Es war nicht zu erwarten, dass die Zusammenarbeit stets reibungslos verlaufen würde. Bei vielen Teilnehmenden - die Altersspanne reichte von 23 bis 58 Jahren - hatten sich nach erfolgloser Arbeitssuche bereits Perspektivlosigkeit und ein Gefühl der Sinnlosigkeit bisher erlangter Qualifikationen eingestellt. Das Ausstellungsprojekt ermöglichte ihnen, die eigenen Fähigkeiten kreativ zu erproben, neue und nützliche Kenntnisse zu erwerben, zu neuem Selbstbewusstsein zu gelangen und dem persönlichen Lebenslauf neue Impulse zu geben. Die so motivierte Mitarbeit implizierte jedoch die Tendenz zur blinden Konzentration auf die individuelle Aufgabe, mit deren Erfüllung man sich und andern etwas beweisen und die bisherigen Enttäuschungen im Berufsleben kompensieren wollte. So arbeiteten viele mit einem Perfektionismus, der nicht nur den Zeitplan durcheinander brachte, sondern nicht selten dem Ziel, eine Ausstellungspräsentation zu erarbeiten, zuwiderlief.
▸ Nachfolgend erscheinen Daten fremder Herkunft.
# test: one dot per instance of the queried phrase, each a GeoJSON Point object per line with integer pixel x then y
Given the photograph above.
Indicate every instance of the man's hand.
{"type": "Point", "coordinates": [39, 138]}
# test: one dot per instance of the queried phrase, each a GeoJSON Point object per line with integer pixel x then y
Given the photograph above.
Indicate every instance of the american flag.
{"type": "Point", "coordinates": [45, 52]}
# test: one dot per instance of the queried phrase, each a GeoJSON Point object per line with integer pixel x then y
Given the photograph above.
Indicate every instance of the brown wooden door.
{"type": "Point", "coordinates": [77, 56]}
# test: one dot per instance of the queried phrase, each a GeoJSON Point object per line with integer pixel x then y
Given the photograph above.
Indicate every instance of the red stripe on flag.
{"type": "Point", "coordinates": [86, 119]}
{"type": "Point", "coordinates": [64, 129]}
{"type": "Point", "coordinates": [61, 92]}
Der Aufwand stand vielfach in keinem Verhältnis zum letztlich sichtbar gemachten, die Gefahr der Nicht-Verwendbarkeit des Erarbeiteten - und damit erneute Enttäuschungen - stellte sich unmittelbar ein. Arbeitsteiliges Vorgehen und Teamarbeit hatten viele Teilnehmer als Erfordernis für ein gutes Produkt bisher kaum kennen gelernt. Die Berufstätigen unter den Teilnehmern waren zeitlich unflexibel, andere mussten diversen Jobs nachgehen, um sich die Mitarbeit am Projekt "finanzieren" zu können, so dass Arbeitspensen und Arbeitsrhythmus bei Einzelnen erheblich divergierten. Ebenso wurde der notwendige Zeitaufwand teilweise stark unterschätzt. Verständlicherweise ließ die Motivation zuweilen nach, Zweifel entstanden, und die Gruppenleiter hatten alle Hände voll zu tun, die Teilnehmer zur weiteren Ausarbeitung ihrer Vorhaben zu ermuntern.
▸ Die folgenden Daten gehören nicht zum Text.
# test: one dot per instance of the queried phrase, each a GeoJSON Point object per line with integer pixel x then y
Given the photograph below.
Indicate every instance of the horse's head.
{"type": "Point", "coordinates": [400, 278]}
Unerfahrenheit und Unsicherheit im Umgang mit den Aufgaben provozierten nicht selten Missverständnisse und mangelnde Abstimmung. Die Museumsleitung nahm zwar an den Gesamt- und Gruppenleitertreffen teil, bot Anregungen, erörterte Fragen und Probleme und war bemüht, den Zeitplan durchzusetzen, hielt sich aber ansonsten im Hintergrund. Mit dieser Freiheit fühlten sich viele Teilnehmer überfordert. Sie erwarteten Anweisungen "von oben" und Entscheidungen der drei hauptamtlichen Museumskräfte: "Die müssen das doch schließlich wissen." Angesichts des Zusammenprallens unterschiedlichster Biografien, Motivationen und Erwartungen hat die Kooperation allerdings trotz Meinungsverschiedenheiten über Vorgehen und Kompetenzen und trotz kleinerer Krisen erstaunlich gut funktioniert. Nach der Eröffnung wurde die Ausstellung gleich im ersten Monat von 4 000 Menschen besucht, bis heute ist die Zahl der Besucher auf etwa 80 000 angewachsen.
Während der einjährigen Laufzeit des Projekts wurden zahlreiche Kooperationspartner und Helfer im Bezirk gewonnen. Dazu gehören Einzelpersonen ebenso wie Initiativen, Archive, Vereine und Institutionen. Ehemalige und aktuelle Gewerbetreibende, Mieter und Kneipeninhaber steuerten Exponate und Texte bei, öffneten ihre privaten Archive und verhalfen zu weiteren Ansprechpartnern und Ideen. Die Vielfalt und der Ehrgeiz der letztendlich etwa 200 aktiven Projekteilnehmer machten deutlich, dass Kreativität und Engagement in dem von neuer Armut geprägten Gebiet potentiell vorhanden sind, dem Quartier aber Chancen fehlen, dies auch dauerhaft zu nutzen. Eine berufliche Perspektive hat das Projekt den wenigsten Teilnehmern eröffnen können.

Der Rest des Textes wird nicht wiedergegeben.